徒然草 第144段 栂尾の上人、
原文
栂尾(とがのを)の上人(しやうにん)、道を過ぎ給ひけるに、河にて馬洗ふ男、「あしあし」と言ひければ、上人立ち止りて、「あな尊や。宿執(しゆくしふ)開発の人かな。阿字阿字(あじあじ)と唱ふるぞや。如何なる人の御馬ぞ。余りに尊く覚ゆるは」と尋ね給ひければ、「府生殿(ふしやうどの)の御馬に候ふ」と答へけり。「こはめでたき事かな。阿字本不生(あじほんふしやう)にこそあンなれ。うれしき結縁をもしつるかな」とて、感涙を拭はれけるとぞ。
現代語訳
栂尾(とがのを)の明恵上人が道をお歩きになっていると河で馬を洗っている男が「あしあし」と言うのを聞いて立ち止まり、「なんと尊いことだ。善根功徳をお開きになった人かな。阿字阿字と唱えているではないか。いかなる人の馬なのか。あまりにも尊く思われるので」と尋ねたところ、検非違使庁の役人の馬でございます」と答えた。「これはめでたいことだ。阿字本不生(あじほんふしやう)が現れたということだ。嬉しい仏縁を得た」と、感涙にむせた。
「阿字本不生(あじほんふしやう)」ということ
白井一道
「密教の根本の教えで、阿の字はすべての文字の始めであるとみて、これに「本」の義「不生(ふしょう)」の義があるとし、ここから阿字は、一切が不生不滅すなわち空(くう)であるという真理を表わすとして、これを阿字本不生といったもの」。
ブリタニカ百科事典より
「2500年ほど前、古代ギリシャでのソクラテスの裁判のとき、当時28歳の青年だったプラトンが、その弁明を聞いていました。
「死を恐れるのは、賢ならずして賢人をきどることになる。死とは何か誰も知らないのに、人はそれが最悪であると確知しているかのようにこれを怖れている。私も知らないが、知らないということを知っている」
ほぼ同じころインドにおいて、お釈迦様がヴィパッサナー・ヨーガ(精神を集中して考えること、最近ではマインドフルネスといわれる)を開拓して徹底的な自己観察を行ないました。そして仏陀(目覚めた人)となって「死ぬ」という苦を解決し「不死」を説きました。それは「自己執着を捨てる」という生き方です」。
「筏(仏教)に乗って、苦しみの此岸から楽の彼岸に渡ったら筏を捨てる」という仏教は仏教自身に執着せず、あらゆる生き方(宗教)を尊重します。

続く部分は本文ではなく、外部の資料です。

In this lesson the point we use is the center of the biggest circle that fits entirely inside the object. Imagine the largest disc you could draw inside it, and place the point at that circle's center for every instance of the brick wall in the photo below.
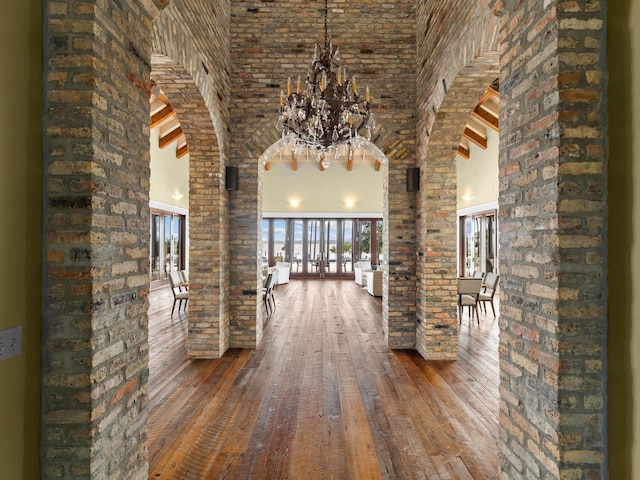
(437, 331)
(191, 41)
(552, 243)
(465, 34)
(273, 41)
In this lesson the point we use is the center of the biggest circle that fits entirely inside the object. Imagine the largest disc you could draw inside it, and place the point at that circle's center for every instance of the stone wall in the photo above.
(457, 58)
(273, 41)
(191, 42)
(437, 329)
(552, 242)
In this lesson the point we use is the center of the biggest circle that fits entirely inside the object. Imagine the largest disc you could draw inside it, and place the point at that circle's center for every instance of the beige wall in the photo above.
(323, 192)
(20, 207)
(624, 236)
(478, 176)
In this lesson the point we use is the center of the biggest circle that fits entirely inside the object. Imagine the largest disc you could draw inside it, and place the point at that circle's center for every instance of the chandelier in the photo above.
(325, 111)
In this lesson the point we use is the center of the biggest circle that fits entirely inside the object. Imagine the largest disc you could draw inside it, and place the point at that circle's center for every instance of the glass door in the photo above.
(167, 251)
(478, 244)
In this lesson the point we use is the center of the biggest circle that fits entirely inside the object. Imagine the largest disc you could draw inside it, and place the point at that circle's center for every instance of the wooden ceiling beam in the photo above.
(486, 117)
(182, 150)
(170, 137)
(463, 152)
(475, 138)
(162, 115)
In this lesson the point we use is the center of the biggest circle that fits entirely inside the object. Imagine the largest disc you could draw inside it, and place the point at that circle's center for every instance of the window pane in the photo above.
(331, 246)
(265, 243)
(365, 240)
(279, 239)
(379, 227)
(155, 247)
(347, 245)
(313, 245)
(296, 249)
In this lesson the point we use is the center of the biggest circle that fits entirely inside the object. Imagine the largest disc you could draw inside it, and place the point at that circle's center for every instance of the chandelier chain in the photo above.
(325, 111)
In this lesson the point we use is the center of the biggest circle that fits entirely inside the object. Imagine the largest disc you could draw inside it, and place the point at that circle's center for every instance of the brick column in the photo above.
(96, 228)
(552, 241)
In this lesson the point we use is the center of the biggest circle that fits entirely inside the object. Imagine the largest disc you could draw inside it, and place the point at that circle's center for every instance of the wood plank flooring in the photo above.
(321, 397)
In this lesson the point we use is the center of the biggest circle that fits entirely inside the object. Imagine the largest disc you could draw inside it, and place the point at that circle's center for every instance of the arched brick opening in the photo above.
(208, 334)
(387, 148)
(437, 327)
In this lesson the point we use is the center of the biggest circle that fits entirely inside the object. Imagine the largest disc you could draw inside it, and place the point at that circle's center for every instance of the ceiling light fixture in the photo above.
(325, 111)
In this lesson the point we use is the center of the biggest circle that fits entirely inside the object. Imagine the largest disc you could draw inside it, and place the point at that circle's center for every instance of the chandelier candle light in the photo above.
(325, 111)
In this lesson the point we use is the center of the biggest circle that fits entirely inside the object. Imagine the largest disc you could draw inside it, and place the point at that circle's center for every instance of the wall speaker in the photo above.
(413, 179)
(231, 179)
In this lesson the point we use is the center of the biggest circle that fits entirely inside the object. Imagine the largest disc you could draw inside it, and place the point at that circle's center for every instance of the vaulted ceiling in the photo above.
(483, 116)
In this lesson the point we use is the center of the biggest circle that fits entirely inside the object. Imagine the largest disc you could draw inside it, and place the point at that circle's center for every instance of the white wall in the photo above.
(323, 192)
(169, 175)
(478, 176)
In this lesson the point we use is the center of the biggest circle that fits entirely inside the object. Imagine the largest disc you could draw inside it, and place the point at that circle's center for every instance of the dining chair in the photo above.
(468, 293)
(184, 279)
(489, 288)
(178, 293)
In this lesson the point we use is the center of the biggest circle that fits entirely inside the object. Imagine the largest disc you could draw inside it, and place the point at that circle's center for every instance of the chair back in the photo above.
(174, 279)
(491, 281)
(268, 283)
(469, 286)
(184, 276)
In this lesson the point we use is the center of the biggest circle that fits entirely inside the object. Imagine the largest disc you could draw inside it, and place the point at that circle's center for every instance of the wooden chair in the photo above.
(179, 294)
(468, 293)
(184, 279)
(489, 288)
(267, 294)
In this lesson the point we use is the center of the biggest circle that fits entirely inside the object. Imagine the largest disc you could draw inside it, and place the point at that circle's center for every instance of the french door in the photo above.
(478, 244)
(320, 247)
(315, 247)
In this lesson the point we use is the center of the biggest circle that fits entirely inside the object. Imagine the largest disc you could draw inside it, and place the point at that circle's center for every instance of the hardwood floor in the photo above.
(321, 397)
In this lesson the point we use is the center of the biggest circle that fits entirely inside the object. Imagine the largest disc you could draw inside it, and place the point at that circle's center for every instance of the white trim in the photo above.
(167, 208)
(478, 208)
(321, 215)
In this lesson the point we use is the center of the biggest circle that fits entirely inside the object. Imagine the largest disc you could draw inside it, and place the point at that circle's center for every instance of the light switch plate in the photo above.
(10, 342)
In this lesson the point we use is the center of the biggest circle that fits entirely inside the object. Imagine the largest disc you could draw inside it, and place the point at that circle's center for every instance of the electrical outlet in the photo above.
(10, 342)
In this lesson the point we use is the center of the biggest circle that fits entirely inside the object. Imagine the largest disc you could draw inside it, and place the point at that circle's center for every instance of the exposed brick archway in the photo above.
(437, 330)
(389, 149)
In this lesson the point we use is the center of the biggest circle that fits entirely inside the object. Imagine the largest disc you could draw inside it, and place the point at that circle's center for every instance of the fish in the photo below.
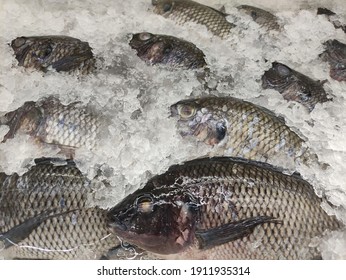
(295, 86)
(60, 53)
(46, 213)
(48, 121)
(167, 50)
(335, 55)
(182, 11)
(240, 128)
(263, 18)
(223, 208)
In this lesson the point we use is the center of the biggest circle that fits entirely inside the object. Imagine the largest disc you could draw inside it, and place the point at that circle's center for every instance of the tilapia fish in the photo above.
(335, 55)
(61, 53)
(223, 208)
(261, 17)
(49, 121)
(182, 11)
(294, 86)
(243, 129)
(45, 214)
(167, 50)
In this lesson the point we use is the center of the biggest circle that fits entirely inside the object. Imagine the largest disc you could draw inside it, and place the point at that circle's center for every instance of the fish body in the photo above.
(335, 55)
(294, 86)
(46, 214)
(182, 11)
(62, 53)
(242, 128)
(49, 121)
(261, 17)
(223, 208)
(167, 50)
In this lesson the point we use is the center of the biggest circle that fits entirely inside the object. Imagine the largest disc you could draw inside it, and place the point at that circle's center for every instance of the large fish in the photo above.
(182, 11)
(294, 86)
(241, 128)
(167, 50)
(335, 55)
(46, 214)
(61, 53)
(49, 121)
(223, 208)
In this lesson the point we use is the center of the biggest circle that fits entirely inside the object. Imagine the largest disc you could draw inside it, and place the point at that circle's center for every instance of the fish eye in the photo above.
(145, 204)
(186, 111)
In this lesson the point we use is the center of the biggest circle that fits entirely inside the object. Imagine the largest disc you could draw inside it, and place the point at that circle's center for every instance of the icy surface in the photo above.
(141, 138)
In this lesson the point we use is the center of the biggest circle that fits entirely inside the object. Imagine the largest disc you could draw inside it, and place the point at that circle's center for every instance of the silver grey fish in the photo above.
(167, 50)
(335, 55)
(61, 53)
(261, 17)
(294, 86)
(223, 208)
(182, 11)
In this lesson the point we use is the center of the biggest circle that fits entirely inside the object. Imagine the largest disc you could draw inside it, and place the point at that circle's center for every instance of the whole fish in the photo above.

「自己執着を捨てる」と聞いただけで、直ぐにそのようには成れません。ヨーガによる追体験(解釈)が必要です。
「追体験が難しい」ことを「秘密」といいます。明治時代に「シークレット」の翻訳語として使われて「隠すこと」を意味するようになりましたが、元来は「ミステリー」に近い言葉でした。
空海の著作『吽字義』は、「吽」という秘密の一字を解釈した論説です。梵字の「吽」という文字は「ア・ハ・ウ・マ」という4つの部分に分解可能です。今回紹介するのは、「ア」の解釈にある「阿字本不生」です。
ここで空海は、先に挙げたソクラテスの言葉と似た話を書いています。生死の苦とは「無知な絵師が恐ろしい夜叉を描き、自分でその絵を見て恐怖のあまり卒倒する」ようなものだというのです。
ヨーガで自己観察を行ない、その知恵の完成を「実の如く自心を知る」といいます。それは、あたかも「ア」という音があらゆる文字の始まりであるように、あらゆる物事の源を観ることなのです。それは「これではない」という「否定」でしか表現できません。
梵語の「ア」は否定の接頭語で「無・不・非」などの意味です。ギリシャ語でも「ア」は否定を意味し、例えば「アトム(切れない)」(日本語では原子と訳された)です。プラトンも自己は「他」であると言い、「他」は「他」自身に対しても他であると表現しています。